High public spending on education helps Danish citizens enjoy one of the highest standards of living in the world. Denmark spends 8.8% of its $235.7 billion GDP on public education, compared to the average OECD expenditure 5.1%. Partially as a result, Denmark has a higher share of students enrolled in secondary school than in all but three other countries.

If current enrollment patterns continue, Dutch children can expect to receive 18.7 years of education, a longer period than in all but three other countries.

Compared to most advanced economies, Denmark is relatively safe. There is less than one homicide per 100,000 Danes, much less than the 4 murders per 100,000 persons across all OECD nations.

 

3. Switzerland

Switzerland
Aare, Switzerland
  • Population: 8.5 million
  • GNI per capita: $56,431
  • Life expectancy at birth: 83.0 years
  • Pct. of pop. with at least some high school: 95.7%

Switzerland is home to one of the healthiest populations in the world. Life expectancy at birth in the nation is 83 years, higher than in all but three other countries. A long life expectancy may be attributable to higher than average investment in public health. Switzerland spends 11.5% of its total GDP on public health, one of the largest shares in the world. Switzerland is also a relatively safe country.

With roughly 0.6 homicides for every 100,000 residents, the country’s murder rate is one of the lowest of countries reviewed.

Along with health and safety, the Swiss also do well by several education-related measures. The country’s schools are proving effective as Swiss students rank seventh in the world in mathematics. They also rank among the 20 top in reading and science.

 

2. Australia

Australia
Australia, New South Wales, Sydney
  • Population: 24.6 million
  • GNI per capita: $42,261
  • Life expectancy at birth: 82.4 years
  • Pct. of pop. with at least some high school: 94.4%

By international standards of wealth, health, and education, Australia is the second most livable country. Australia currently has the highest share of children enrolled in a secondary school of any nation. Australian children are expected to spend over two decades getting an education in their lifetimes, the highest years of expected schooling worldwide.

Relatively few adults in Australia die prematurely. Just 45 females and 78 males for every 1,000 Australians die before reaching the age of 60, much lower than the adult mortality rates of 61 females and 113 males for every 1,000 people who die prematurely across all OECD nations.

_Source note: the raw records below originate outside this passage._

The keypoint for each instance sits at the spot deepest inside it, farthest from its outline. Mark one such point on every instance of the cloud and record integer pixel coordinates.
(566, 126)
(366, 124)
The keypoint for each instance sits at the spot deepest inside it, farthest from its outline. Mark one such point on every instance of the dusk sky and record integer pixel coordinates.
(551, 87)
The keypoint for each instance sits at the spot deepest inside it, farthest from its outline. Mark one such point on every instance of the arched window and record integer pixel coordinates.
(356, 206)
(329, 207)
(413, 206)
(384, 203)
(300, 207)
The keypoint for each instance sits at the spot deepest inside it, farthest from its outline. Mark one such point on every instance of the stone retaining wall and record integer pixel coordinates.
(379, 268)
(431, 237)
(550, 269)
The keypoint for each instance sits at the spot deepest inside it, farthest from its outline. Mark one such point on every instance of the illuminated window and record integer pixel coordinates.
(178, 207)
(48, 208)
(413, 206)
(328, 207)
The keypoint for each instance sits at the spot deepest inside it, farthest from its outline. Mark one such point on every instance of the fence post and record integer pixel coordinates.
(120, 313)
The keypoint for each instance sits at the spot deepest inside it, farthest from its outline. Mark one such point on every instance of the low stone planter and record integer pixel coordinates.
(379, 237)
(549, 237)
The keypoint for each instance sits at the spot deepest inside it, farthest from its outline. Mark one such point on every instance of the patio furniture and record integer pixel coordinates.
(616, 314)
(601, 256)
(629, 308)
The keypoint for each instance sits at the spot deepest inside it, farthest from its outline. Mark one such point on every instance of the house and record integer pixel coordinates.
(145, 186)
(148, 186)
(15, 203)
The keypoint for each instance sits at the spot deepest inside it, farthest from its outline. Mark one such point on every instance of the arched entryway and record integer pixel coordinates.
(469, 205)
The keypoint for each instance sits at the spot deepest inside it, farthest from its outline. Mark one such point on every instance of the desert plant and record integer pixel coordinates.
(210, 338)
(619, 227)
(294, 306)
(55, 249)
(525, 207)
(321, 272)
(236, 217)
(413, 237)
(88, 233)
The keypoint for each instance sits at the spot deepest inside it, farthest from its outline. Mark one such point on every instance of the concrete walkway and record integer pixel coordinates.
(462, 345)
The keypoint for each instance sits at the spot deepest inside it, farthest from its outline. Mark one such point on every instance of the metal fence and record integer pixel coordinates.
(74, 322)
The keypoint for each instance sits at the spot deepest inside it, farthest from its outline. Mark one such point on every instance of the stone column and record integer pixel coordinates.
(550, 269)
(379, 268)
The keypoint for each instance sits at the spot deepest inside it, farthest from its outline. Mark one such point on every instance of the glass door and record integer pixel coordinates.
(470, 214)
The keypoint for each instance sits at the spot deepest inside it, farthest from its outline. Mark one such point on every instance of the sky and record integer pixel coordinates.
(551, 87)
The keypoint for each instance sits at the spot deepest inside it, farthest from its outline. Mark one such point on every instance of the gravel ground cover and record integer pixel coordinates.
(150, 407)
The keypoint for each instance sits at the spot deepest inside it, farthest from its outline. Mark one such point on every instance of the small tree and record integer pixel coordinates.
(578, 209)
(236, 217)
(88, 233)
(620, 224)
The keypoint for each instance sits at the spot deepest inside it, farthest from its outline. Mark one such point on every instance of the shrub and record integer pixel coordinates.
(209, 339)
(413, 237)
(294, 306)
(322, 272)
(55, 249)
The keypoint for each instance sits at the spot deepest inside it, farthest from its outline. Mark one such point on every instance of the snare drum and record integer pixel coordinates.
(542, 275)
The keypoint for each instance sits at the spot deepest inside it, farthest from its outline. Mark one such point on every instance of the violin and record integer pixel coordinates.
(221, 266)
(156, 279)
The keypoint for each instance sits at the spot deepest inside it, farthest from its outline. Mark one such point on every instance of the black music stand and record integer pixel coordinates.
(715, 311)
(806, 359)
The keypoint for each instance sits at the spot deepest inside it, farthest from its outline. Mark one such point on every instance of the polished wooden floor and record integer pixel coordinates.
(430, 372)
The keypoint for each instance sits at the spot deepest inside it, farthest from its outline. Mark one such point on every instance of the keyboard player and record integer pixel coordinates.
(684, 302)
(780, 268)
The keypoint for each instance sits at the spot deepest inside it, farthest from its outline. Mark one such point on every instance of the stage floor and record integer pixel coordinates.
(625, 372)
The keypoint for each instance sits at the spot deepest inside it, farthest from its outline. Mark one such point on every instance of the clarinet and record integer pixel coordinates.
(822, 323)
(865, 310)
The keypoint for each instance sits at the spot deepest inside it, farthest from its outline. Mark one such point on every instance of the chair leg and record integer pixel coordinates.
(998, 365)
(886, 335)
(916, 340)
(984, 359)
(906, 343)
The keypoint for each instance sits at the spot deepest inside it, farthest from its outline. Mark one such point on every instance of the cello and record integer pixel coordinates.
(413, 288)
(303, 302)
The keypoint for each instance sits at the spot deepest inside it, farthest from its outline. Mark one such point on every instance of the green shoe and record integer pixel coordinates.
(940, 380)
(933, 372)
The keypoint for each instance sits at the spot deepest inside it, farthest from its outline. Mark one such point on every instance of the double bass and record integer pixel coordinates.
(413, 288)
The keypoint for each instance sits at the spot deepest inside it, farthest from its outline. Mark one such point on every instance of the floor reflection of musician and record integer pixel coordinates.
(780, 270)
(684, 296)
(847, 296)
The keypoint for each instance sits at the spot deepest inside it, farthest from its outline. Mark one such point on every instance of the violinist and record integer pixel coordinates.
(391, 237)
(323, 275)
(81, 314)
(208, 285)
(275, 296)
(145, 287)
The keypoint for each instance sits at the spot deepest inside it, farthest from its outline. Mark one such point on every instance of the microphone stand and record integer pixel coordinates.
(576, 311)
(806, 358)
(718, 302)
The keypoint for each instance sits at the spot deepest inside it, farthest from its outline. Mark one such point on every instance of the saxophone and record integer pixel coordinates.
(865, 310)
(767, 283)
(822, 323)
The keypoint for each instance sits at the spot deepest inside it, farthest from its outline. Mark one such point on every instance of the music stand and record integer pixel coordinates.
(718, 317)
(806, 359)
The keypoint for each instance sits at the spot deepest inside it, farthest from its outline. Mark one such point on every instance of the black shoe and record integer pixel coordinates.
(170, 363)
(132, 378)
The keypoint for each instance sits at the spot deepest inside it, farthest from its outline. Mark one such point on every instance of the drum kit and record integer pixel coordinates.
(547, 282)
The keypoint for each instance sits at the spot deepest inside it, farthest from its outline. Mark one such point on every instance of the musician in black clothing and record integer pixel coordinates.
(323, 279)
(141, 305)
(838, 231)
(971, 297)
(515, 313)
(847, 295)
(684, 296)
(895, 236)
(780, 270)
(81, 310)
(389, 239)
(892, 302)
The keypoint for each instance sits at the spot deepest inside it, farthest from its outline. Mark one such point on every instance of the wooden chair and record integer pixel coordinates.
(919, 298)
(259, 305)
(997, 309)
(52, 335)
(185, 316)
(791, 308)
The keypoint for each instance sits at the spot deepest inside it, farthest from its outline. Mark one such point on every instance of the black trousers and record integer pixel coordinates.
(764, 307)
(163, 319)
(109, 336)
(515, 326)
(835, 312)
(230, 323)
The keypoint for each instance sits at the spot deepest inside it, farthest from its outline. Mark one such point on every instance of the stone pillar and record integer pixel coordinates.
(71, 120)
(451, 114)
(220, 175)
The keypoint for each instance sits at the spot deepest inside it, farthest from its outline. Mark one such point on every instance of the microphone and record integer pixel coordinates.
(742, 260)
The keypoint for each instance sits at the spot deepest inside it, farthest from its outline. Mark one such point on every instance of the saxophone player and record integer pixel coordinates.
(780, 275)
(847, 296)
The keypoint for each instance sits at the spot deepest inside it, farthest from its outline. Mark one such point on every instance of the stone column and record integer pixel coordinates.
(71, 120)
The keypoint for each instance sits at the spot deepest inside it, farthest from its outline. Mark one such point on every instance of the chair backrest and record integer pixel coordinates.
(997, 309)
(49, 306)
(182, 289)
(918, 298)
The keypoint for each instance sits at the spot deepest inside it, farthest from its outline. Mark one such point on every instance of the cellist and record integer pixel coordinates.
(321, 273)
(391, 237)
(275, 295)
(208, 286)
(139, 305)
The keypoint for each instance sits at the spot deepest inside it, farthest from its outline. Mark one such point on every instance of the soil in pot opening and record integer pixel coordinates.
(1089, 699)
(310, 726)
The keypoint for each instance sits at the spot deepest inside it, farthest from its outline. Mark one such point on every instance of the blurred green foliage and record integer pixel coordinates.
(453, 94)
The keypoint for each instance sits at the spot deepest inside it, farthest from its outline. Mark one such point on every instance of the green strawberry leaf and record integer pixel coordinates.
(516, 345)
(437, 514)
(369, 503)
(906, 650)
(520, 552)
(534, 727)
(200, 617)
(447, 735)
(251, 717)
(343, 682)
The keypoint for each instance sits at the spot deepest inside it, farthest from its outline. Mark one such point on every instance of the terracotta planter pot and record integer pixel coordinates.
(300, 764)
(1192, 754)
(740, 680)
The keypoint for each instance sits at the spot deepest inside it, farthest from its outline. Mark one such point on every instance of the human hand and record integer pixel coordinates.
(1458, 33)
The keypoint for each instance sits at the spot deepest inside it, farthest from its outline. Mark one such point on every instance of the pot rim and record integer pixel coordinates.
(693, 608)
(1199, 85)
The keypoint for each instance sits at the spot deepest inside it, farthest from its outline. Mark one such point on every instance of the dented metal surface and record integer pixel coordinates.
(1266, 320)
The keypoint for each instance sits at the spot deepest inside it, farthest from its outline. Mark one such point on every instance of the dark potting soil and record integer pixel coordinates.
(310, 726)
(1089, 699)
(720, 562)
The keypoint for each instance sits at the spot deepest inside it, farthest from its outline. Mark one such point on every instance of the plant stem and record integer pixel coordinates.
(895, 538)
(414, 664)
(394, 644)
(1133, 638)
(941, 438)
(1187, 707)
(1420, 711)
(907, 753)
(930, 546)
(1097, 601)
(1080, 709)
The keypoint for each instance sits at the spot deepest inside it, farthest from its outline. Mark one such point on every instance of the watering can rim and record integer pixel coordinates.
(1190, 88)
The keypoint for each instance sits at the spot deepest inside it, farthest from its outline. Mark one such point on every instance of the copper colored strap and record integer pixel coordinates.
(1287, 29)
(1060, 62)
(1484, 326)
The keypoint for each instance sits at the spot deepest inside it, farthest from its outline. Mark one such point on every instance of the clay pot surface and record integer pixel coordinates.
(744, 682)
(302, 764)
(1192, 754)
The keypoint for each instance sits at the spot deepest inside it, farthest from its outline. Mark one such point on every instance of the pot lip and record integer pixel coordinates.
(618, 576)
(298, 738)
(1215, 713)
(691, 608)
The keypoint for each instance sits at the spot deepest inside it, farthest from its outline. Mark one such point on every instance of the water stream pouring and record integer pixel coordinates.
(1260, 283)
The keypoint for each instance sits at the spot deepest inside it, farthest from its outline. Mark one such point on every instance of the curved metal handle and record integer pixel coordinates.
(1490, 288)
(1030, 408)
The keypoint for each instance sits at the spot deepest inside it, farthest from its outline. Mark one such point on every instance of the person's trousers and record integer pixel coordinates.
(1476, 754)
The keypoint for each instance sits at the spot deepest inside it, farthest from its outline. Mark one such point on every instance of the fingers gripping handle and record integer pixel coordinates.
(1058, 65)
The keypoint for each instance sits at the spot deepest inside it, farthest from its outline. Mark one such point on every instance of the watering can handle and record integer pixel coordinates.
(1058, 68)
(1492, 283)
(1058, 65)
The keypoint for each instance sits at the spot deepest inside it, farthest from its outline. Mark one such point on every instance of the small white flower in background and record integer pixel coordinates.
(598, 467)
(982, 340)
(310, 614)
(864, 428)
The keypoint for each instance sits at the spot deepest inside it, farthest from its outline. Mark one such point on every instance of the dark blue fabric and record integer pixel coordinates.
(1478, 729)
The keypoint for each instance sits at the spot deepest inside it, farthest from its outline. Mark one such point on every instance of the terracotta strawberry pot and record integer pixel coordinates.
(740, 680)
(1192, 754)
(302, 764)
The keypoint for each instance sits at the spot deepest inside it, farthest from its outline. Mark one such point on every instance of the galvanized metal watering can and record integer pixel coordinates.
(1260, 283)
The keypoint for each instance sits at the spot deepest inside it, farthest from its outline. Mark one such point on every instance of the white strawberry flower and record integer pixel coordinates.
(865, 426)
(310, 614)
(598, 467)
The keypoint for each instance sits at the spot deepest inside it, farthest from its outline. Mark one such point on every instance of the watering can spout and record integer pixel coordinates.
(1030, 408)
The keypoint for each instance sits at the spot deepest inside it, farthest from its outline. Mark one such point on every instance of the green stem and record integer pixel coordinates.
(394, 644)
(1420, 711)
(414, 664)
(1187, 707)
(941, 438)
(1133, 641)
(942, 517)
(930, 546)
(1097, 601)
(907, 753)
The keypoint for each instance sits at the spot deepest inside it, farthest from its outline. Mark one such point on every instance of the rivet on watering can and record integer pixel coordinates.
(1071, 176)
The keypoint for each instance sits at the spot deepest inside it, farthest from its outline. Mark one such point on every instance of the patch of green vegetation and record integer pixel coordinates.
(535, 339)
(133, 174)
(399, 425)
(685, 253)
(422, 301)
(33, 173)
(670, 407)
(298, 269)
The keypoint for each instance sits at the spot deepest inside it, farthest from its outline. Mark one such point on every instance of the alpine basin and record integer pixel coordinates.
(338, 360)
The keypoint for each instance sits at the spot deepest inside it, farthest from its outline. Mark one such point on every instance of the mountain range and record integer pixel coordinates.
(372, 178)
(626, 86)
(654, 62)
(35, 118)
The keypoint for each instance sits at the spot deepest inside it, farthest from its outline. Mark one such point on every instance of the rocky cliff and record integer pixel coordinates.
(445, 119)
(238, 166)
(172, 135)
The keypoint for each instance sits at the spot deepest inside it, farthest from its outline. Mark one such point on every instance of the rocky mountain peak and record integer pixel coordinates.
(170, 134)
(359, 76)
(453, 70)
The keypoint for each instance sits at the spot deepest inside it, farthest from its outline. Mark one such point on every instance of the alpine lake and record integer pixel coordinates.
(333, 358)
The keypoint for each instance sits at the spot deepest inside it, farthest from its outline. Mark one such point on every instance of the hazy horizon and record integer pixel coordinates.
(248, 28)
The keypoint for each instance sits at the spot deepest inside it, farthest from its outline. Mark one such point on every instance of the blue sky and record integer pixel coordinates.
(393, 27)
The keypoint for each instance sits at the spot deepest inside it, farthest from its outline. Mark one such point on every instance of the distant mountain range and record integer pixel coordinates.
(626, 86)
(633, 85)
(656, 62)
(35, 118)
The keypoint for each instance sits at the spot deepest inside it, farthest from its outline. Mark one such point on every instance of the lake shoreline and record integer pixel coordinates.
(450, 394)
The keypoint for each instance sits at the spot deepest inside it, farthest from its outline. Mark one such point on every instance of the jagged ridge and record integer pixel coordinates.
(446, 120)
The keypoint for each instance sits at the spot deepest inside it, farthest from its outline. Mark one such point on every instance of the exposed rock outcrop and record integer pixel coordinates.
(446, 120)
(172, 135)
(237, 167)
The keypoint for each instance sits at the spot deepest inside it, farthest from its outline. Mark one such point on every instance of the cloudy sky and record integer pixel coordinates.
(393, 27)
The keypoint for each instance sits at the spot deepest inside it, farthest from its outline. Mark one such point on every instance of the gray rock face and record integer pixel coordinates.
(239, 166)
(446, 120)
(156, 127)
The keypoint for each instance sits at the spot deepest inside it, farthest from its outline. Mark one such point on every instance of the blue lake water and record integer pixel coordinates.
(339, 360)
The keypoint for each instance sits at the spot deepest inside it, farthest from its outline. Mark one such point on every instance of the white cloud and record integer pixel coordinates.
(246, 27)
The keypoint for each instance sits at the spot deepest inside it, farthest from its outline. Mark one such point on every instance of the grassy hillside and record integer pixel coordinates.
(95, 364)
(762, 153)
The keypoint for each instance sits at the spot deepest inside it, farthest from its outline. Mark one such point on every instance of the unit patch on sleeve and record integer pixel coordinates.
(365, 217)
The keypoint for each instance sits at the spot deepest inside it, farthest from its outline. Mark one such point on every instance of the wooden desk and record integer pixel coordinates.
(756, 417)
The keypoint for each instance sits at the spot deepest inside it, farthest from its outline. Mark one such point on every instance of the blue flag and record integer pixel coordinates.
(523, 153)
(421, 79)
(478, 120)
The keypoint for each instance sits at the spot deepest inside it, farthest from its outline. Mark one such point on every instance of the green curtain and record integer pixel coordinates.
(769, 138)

At the age of 60, the average Australian can expect to live for about 25 more years, the third highest old-age life expectancy on the planet.

 

1. Norway

Bergen Norway
Hanseatic houses in Bryggen at winter
  • Population: 5.3 million
  • GNI per capita: $64,992
  • Life expectancy at birth: 81.6 years
  • Pct. of pop. with at least some high school: 97.1%

While each of the Scandinavian nations has historically done very well in the HDI, Norway has ranked first in each of the last five years of the report’s release. Like most other nations with a high quality of life, Norway’s population tends to be very wealthy. The country’s GNI per capita of $64,992 is among the highest in the world. It is also more than $12,000 per person higher than the U.S. GNI per capita.

Like its Scandinavian neighbors, wealth and other aspects, such as employment and political power, are relatively evenly distributed throughout the population based on gender. The country ranks as one of the best of countries reviewed in the HDI gender equality index.